The research and experience in the field is unequivocal: The right pre-seed burnoff is critical to guarding yield potential.

Lack of moisture was a big challenge in 2021. Among other things, a pre-seed burnoff takes out weeds before they can rob the crop of soil moisture and nutrients.

Research also suggests that plants detect neighbouring plants by constantly analyzing the spectrum of light reflected from surrounding surfaces. When there’s competition from weeds early on, the crop will compensate by changing its growth pattern, throwing more energy into growing roots or branching out faster.

If your crop isn’t clean through the early, critical weed-free period you’re throwing away significant yield potential. But the odds are stacked against achieving that clean field when weeds like kochia, volunteer canola, flixweed, lamb’s-quarters, redroot pigweed and cleavers are present.
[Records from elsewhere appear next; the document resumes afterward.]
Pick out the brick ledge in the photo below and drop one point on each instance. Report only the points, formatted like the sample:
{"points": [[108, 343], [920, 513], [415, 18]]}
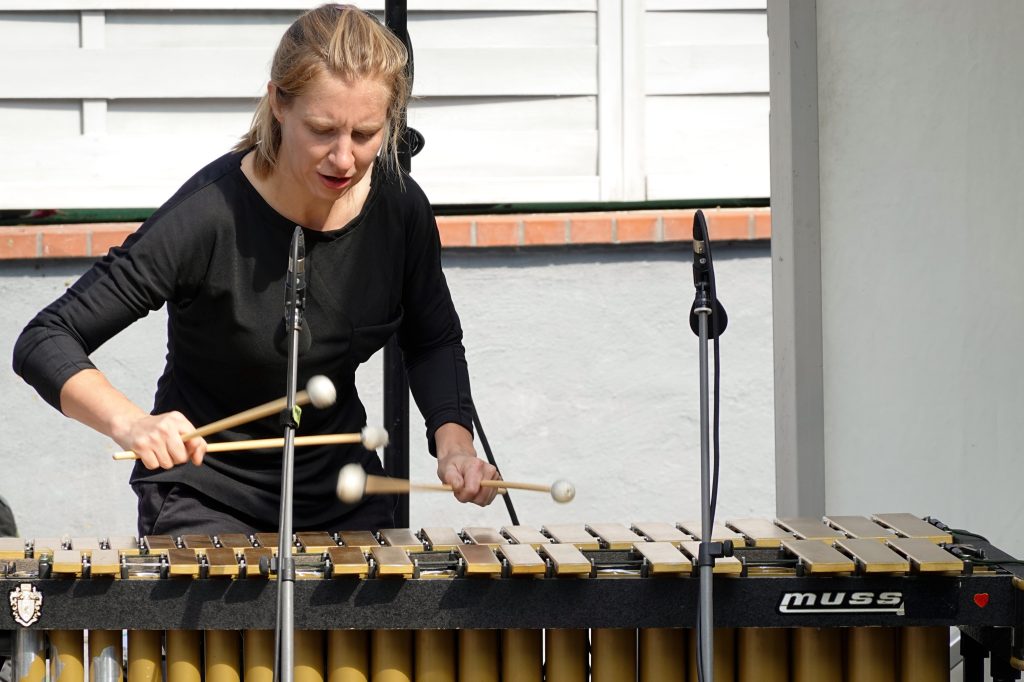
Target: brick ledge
{"points": [[652, 226]]}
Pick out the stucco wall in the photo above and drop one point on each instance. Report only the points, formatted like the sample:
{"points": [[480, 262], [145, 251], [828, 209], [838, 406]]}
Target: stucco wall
{"points": [[584, 367]]}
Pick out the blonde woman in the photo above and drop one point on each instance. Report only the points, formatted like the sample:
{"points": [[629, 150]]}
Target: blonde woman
{"points": [[321, 154]]}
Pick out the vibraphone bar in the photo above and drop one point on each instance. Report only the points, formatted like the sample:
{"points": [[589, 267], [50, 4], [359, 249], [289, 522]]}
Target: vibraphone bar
{"points": [[842, 598]]}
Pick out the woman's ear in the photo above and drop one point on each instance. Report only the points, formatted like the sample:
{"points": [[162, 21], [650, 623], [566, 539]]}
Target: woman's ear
{"points": [[273, 100]]}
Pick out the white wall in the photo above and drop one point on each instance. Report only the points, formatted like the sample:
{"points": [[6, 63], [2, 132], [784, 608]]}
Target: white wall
{"points": [[583, 366], [116, 102], [921, 230]]}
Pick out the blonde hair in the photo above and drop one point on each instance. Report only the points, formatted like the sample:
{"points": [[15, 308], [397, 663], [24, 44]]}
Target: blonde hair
{"points": [[341, 40]]}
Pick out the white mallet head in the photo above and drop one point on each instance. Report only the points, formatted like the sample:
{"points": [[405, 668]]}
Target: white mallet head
{"points": [[351, 483], [562, 491], [374, 437], [321, 391]]}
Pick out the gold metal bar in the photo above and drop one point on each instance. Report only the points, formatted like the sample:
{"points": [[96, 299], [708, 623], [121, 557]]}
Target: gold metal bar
{"points": [[810, 528], [859, 526], [523, 535], [816, 557], [926, 557], [440, 539], [571, 534], [759, 531], [222, 561], [908, 525], [348, 561], [392, 561], [719, 531], [613, 536], [664, 558], [182, 562], [522, 559], [479, 560], [402, 538], [872, 557], [312, 543], [361, 539], [662, 533], [567, 560], [483, 536]]}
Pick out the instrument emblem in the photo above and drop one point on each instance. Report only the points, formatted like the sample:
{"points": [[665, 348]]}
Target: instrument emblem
{"points": [[26, 604]]}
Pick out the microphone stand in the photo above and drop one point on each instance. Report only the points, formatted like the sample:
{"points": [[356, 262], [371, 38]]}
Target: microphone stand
{"points": [[706, 307], [294, 306]]}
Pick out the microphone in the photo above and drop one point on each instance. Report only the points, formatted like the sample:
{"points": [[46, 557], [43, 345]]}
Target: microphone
{"points": [[704, 282], [295, 298]]}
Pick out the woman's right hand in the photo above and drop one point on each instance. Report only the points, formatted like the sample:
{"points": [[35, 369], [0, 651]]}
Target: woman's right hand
{"points": [[157, 439]]}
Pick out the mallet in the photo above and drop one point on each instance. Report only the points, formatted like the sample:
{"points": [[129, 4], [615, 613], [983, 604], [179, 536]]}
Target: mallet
{"points": [[353, 483], [320, 392]]}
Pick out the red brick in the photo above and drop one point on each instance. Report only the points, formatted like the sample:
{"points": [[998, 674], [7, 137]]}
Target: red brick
{"points": [[497, 230], [762, 223], [108, 235], [456, 231], [678, 225], [66, 241], [728, 224], [17, 243], [544, 229], [591, 228], [634, 227]]}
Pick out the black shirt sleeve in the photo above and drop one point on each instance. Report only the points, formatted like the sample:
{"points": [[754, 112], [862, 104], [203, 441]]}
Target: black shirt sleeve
{"points": [[430, 335]]}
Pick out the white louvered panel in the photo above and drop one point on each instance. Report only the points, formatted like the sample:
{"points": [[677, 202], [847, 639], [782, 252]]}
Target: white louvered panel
{"points": [[511, 154], [39, 30], [243, 72], [712, 147], [509, 29], [500, 114], [691, 5], [101, 171], [57, 118], [468, 188], [298, 5], [700, 52]]}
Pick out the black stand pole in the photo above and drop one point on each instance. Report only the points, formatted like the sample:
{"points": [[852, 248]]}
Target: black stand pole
{"points": [[708, 320], [294, 305], [706, 561], [395, 382]]}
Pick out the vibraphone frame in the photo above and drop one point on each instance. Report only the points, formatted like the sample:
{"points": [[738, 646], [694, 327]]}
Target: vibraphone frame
{"points": [[986, 604]]}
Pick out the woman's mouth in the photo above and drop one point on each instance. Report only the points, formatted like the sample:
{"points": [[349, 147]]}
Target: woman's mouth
{"points": [[335, 182]]}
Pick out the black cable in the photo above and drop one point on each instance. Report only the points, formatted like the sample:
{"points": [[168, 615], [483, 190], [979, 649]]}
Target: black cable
{"points": [[716, 401], [491, 458]]}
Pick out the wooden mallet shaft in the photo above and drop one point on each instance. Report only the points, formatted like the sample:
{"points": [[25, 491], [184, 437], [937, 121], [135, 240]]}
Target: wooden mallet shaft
{"points": [[318, 390]]}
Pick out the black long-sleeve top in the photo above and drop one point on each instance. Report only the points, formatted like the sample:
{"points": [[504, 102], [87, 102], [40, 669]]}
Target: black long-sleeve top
{"points": [[217, 255]]}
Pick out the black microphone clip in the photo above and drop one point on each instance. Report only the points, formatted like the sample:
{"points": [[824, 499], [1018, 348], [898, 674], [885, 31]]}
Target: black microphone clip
{"points": [[295, 286], [706, 299]]}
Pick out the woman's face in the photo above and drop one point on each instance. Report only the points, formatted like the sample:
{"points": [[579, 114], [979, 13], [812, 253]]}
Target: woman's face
{"points": [[330, 135]]}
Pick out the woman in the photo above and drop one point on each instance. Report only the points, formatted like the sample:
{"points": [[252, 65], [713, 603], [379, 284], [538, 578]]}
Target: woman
{"points": [[321, 154]]}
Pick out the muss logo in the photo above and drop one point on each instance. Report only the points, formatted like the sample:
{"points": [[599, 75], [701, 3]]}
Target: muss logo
{"points": [[842, 602]]}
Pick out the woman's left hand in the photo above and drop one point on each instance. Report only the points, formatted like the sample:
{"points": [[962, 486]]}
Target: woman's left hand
{"points": [[459, 466]]}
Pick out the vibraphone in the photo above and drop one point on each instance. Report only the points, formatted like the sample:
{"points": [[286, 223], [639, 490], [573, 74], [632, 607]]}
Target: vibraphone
{"points": [[850, 599]]}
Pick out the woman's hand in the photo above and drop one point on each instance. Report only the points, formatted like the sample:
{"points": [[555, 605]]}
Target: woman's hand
{"points": [[459, 466], [157, 439]]}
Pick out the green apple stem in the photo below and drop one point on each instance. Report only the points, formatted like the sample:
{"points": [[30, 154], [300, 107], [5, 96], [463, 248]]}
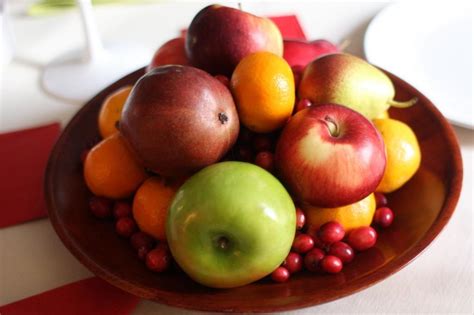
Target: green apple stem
{"points": [[405, 104], [332, 126], [223, 242]]}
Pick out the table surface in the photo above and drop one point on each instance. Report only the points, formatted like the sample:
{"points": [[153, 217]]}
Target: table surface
{"points": [[33, 259]]}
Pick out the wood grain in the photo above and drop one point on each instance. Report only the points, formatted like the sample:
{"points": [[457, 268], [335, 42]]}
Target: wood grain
{"points": [[422, 208]]}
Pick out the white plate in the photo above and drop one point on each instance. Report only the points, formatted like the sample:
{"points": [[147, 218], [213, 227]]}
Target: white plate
{"points": [[429, 45]]}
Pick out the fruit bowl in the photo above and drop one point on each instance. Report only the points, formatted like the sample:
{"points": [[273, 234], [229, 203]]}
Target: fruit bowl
{"points": [[423, 207]]}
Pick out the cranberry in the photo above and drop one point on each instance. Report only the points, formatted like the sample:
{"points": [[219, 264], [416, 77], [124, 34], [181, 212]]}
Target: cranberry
{"points": [[300, 219], [383, 217], [264, 159], [101, 207], [84, 155], [122, 209], [302, 104], [380, 200], [331, 264], [302, 243], [245, 153], [293, 262], [281, 274], [223, 79], [143, 252], [262, 143], [159, 259], [331, 232], [313, 258], [141, 239], [125, 227], [343, 251], [362, 238]]}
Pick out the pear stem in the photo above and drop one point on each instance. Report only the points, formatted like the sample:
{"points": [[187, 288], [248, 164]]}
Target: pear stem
{"points": [[405, 104]]}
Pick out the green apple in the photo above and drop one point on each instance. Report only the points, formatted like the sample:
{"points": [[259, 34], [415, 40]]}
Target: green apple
{"points": [[230, 224]]}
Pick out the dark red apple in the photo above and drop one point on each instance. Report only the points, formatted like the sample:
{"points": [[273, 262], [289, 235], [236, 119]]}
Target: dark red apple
{"points": [[300, 52], [179, 119], [219, 37], [170, 53], [330, 156]]}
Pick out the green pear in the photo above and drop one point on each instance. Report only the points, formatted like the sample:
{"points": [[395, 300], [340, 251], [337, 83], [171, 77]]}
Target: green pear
{"points": [[350, 81]]}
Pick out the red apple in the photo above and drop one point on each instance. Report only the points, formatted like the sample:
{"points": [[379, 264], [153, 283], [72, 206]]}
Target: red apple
{"points": [[171, 52], [301, 53], [330, 156], [219, 37]]}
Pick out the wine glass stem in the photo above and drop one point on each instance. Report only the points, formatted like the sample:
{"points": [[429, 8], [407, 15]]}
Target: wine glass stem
{"points": [[94, 47]]}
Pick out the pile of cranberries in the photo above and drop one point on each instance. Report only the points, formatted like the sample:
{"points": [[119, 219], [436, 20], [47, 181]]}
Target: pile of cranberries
{"points": [[329, 248], [156, 255]]}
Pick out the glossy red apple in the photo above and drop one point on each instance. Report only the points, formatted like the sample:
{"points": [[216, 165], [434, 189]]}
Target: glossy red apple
{"points": [[330, 156], [219, 37], [170, 53], [301, 53], [179, 119]]}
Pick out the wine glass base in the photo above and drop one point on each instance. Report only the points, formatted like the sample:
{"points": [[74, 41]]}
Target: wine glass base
{"points": [[73, 78]]}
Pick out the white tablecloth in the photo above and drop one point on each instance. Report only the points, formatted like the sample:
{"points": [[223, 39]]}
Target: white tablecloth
{"points": [[33, 259]]}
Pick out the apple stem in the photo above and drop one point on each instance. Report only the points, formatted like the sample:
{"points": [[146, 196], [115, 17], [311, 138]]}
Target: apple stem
{"points": [[332, 126], [223, 118], [223, 242], [406, 104]]}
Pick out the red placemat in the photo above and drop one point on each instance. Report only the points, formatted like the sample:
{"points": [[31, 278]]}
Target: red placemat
{"points": [[85, 297], [23, 158]]}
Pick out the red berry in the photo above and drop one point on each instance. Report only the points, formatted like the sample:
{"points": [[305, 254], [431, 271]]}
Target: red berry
{"points": [[264, 159], [281, 274], [159, 258], [313, 258], [383, 217], [262, 143], [142, 252], [141, 239], [343, 251], [122, 209], [245, 153], [362, 238], [331, 264], [293, 262], [125, 227], [302, 104], [380, 200], [223, 79], [101, 207], [302, 243], [331, 232], [300, 219], [84, 155]]}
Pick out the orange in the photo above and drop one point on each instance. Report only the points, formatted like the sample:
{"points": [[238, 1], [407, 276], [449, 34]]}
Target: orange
{"points": [[111, 169], [150, 206], [111, 111], [264, 89], [350, 217], [403, 153]]}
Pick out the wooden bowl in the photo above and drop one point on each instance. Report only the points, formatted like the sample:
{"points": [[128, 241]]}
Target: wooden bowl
{"points": [[422, 208]]}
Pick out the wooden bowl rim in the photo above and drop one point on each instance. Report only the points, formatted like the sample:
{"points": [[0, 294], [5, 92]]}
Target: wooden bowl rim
{"points": [[447, 210]]}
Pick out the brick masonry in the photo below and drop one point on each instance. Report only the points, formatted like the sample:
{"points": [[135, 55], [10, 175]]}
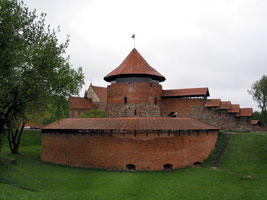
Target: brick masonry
{"points": [[143, 100], [194, 108], [147, 151]]}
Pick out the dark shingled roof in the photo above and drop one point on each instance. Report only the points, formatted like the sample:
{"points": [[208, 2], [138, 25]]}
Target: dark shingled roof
{"points": [[213, 103], [189, 92], [101, 92], [134, 65], [225, 105], [234, 108], [245, 112], [130, 123], [80, 103]]}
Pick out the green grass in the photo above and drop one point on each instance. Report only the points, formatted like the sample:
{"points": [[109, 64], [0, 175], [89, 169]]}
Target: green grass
{"points": [[242, 175]]}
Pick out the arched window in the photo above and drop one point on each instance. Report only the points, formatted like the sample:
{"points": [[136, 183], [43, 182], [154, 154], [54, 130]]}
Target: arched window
{"points": [[173, 114], [197, 164], [167, 166], [130, 166]]}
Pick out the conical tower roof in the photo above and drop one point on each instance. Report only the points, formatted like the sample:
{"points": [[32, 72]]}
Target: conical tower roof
{"points": [[134, 65]]}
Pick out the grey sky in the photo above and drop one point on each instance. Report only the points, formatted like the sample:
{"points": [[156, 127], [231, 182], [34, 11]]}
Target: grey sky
{"points": [[220, 44]]}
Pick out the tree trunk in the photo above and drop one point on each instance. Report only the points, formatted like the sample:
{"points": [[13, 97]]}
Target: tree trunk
{"points": [[14, 138]]}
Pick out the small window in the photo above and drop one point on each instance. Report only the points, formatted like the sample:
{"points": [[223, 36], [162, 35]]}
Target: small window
{"points": [[197, 164], [130, 167], [167, 166], [173, 114]]}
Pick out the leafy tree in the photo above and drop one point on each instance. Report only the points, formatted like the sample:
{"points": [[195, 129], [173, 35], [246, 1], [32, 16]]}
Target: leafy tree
{"points": [[93, 114], [34, 71], [259, 94], [258, 116]]}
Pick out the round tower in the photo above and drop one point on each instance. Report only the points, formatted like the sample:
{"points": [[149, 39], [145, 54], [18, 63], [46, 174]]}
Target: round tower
{"points": [[134, 90]]}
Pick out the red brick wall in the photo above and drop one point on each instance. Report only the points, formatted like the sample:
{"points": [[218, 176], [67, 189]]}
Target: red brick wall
{"points": [[115, 152], [140, 99], [180, 105]]}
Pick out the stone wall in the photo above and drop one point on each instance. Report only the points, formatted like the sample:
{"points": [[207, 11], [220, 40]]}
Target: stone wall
{"points": [[92, 95], [194, 108], [133, 110], [143, 99], [146, 151], [100, 105], [75, 113], [221, 119], [183, 106]]}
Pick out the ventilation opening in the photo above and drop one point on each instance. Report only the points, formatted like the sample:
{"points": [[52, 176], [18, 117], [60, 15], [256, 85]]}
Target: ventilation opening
{"points": [[167, 166], [197, 164], [130, 167], [173, 114]]}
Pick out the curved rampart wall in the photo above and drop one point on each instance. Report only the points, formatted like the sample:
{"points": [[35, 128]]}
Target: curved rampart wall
{"points": [[146, 151]]}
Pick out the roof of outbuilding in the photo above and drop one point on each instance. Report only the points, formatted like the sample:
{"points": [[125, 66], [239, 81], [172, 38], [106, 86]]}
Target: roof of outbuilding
{"points": [[80, 103], [189, 92], [213, 103], [245, 112], [234, 108], [134, 64], [255, 122], [225, 105], [101, 92], [130, 123]]}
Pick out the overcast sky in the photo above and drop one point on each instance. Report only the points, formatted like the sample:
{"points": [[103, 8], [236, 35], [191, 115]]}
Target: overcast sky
{"points": [[219, 44]]}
Aim for a quick, enhanced burnoff of the hardest-to-control weeds

A pre-seed burnoff is key to guarding yield in canola, pulse and cereals acres. Aim® EC herbicide has become the go-to tank-mix partner for the hottest burnoff. It has a convenient concentrated formulation and unique Group-14 activity.

Finding a way to maximize your glyphosate application is important for resistance management and weed control.

Aim EC herbicide also has a long list of tank-mix partners including Express® brand herbicides for faster burnoff and an even longer list of weeds. It can also be tank-mixed with 2,4-D, Bromoxynil, and MCPA when you need increased control of GT canola or larger volunteer canola.

Adding Aim EC herbicide to a tank-mix with an Express® brand herbicides offers some additional savings through the ACE Resistant Weeds program. The Group 14 mode of action in Aim EC herbicide speeds up contact control, showing faster results. The Express herbicide brings systemic activity for complete control. When you use Aim EC herbicide and Express brand herbicides in a tank mix, you earn a $2.50 rebate. Ask your retailer more for information.

Pre-seed burnoff in canola

The Canola Council of Canada says growers should rely on early weed control. According to the Canola Council, “Canola that gets off to a good start with weed competition reduced early in the season rarely sees an economic benefit to a second in-crop application of herbicide.”

Winter annuals like cleavers are best controlled in the pre-seed window, especially plants that germinated in the fall and were able to establish a large root system. They are best controlled when they are as small as possible in the spring. Volunteer canola is another weed you want to eliminate early. Those plants don’t contribute to yield and, since they don’t have a seed treatment, they can introduce seedling diseases and increase flea beetle pressure.

Also, the Canola Council says a tank-mix partner is a way to improve weed control and reduce selection of herbicide-resistant weeds.

Pre-seed burnoff in cereals

Researchers and producers now know the value of early weed control in getting a crop established in the spring. Wheat producers have learned that even a slight growth advantage on weeds really benefits the crop.

Glyphosate is often used as a pre-seed burnoff with another product added as a tank-mix to control weeds that glyphosate misses. The right tank-mix partner can add extended control to get the crop through the critical weed free period and reduce the risk of weed resistance.

The research and field-scale results are undeniable: A pre-seed burnoff is critical to protecting yield.